As Erick’s winds faded over Mexico’s mountains, its true killer emerged: rain. 16 inches deluged Oaxaca and Guerrero within hours. Mudslides, thick as concrete, buried roads and isolated villages. In Guatemala’s rugged highlands, 18 perished when sodden hillsides collapsed onto homes; one victim remained missing. Honduras reported two dead in Santa Bárbara. Even distant San Luis Potosí, far from Erick’s initial strike, recorded a fatality and a missing person as swollen rivers burst banks. The economic toll mounted: $205 million USD in damages, including Mex$210 million (US$11.6 million) in ruined papaya crops—lifelines for coastal Afro-Mexican communities where 9 out of 10 families reported devastating losses from Erick's winds and floods.

Humanity's Gauntlet: Shelters, Soldiers, and Sweat

Against Erick’s onslaught, Mexico mobilized. 2,000 shelters sprang open across Chiapas, Guerrero, and Oaxaca. In Guerrero, 582 shelters received evacuees as classes were canceled and beaches closed. President Claudia Sheinbaum’s urgent warnings blared from radios: "Stay inside!" 18,000 first responders and 6,418 Mexican Navy personnel deployed into the maelstrom. Teams cleared drainage canals in Acapulco under horizontal rain; in Puerto Escondido, volunteers sheltered 90 stray dogs from Erick’s wrath. All Hands and Hearts navigated shattered roads to reach isolated Afro-Mexican villages near Pinotepa Nacional, distributing aid where Erick had stripped papaya groves bare. The government committed Mex$18 billion (US$946 million) to rebuild, a testament to the scale of Erick’s destruction.

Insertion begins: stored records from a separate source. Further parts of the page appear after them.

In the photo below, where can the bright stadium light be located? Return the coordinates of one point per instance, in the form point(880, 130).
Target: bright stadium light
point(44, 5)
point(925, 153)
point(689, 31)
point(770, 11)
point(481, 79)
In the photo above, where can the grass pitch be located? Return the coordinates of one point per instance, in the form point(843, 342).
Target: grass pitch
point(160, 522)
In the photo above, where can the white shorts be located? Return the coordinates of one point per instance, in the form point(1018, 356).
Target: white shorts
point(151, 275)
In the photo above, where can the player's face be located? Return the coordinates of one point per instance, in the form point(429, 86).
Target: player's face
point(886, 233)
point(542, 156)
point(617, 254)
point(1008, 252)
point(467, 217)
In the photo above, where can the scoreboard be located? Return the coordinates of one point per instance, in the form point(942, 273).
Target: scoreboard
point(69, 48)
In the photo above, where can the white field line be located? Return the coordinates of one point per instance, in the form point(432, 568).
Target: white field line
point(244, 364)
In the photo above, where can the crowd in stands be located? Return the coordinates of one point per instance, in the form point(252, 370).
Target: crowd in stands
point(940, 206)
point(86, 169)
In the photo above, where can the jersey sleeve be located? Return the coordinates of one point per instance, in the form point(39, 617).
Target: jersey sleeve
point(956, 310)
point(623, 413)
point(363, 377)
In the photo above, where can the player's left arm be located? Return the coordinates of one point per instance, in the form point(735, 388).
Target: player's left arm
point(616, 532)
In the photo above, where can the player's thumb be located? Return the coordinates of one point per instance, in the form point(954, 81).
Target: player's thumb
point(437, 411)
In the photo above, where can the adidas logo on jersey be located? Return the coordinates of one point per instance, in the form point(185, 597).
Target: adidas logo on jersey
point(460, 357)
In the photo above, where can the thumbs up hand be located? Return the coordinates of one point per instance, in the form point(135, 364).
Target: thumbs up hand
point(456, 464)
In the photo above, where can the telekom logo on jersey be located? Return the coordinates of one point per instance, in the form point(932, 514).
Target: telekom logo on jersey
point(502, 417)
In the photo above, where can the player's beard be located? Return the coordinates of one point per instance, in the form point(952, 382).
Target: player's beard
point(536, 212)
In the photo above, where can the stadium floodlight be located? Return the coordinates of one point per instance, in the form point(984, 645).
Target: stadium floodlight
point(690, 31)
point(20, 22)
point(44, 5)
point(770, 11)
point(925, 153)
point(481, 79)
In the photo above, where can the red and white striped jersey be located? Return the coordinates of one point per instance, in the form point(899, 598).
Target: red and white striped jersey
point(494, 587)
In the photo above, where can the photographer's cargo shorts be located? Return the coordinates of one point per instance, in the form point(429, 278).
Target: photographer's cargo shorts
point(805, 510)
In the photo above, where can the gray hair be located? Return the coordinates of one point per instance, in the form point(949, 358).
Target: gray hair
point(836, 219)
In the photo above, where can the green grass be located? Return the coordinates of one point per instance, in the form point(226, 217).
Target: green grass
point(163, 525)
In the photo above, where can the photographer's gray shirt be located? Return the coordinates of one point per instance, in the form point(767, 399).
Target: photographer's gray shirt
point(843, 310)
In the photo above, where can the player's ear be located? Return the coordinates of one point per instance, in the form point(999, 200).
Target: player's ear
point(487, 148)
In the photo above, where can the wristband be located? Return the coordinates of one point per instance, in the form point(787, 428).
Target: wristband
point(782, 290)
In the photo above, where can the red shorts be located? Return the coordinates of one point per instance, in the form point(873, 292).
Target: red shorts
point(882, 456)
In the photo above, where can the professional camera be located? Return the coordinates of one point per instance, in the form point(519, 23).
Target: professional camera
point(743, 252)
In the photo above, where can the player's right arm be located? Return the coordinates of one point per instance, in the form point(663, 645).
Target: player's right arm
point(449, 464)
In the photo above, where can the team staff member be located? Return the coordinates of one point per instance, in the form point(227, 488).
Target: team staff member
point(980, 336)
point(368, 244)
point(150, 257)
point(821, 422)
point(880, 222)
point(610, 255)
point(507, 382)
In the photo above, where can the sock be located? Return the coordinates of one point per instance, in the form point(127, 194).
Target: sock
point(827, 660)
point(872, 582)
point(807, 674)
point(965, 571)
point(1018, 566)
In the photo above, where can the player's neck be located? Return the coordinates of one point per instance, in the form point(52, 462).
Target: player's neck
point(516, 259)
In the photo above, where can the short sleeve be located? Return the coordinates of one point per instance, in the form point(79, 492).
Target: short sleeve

Context: A Storm That Rewrote the Calendar

Erick wasn’t just destructive; it was historic. As the fifth named storm of the 2025 Eastern Pacific season, it formed earlier than any fifth storm on record (surpassing June 25, 2021). Its landfall as a major hurricane on June 19 shattered the previous Mexican record by over two months (previously August 26, 1989). NOAA’s prediction of an above-average season (13-19 named storms) seemed validated by Erick’s ferocious early appearance. Scientists pointed to the anomalous ocean heat—a likely fingerprint of climate change—as the catalyst for Erick’s terrifyingly rapid intensification, a warning of future threats.

Echoes in the Ruins

By June 21, Erick had dissipated over Jalisco, leaving 23 dead, 28 injured, and 2 missing across Mexico and Central America. Its path—from record-breaking ocean beast to deadly inland floodmaker—highlighted the multifaceted danger of modern hurricanes. For Acapulco, still rebuilding from Otis, Erick was a traumatic echo. For Oaxaca’s papaya farmers, it was economic ruin. For climate scientists, Erick was a data point screaming urgency: warmer oceans breed faster, stronger, earlier monsters. The $205 million recovery had begun, but the memory of those 10-meter waves and the child lost in San Marcos would linger far longer than Erick’s winds.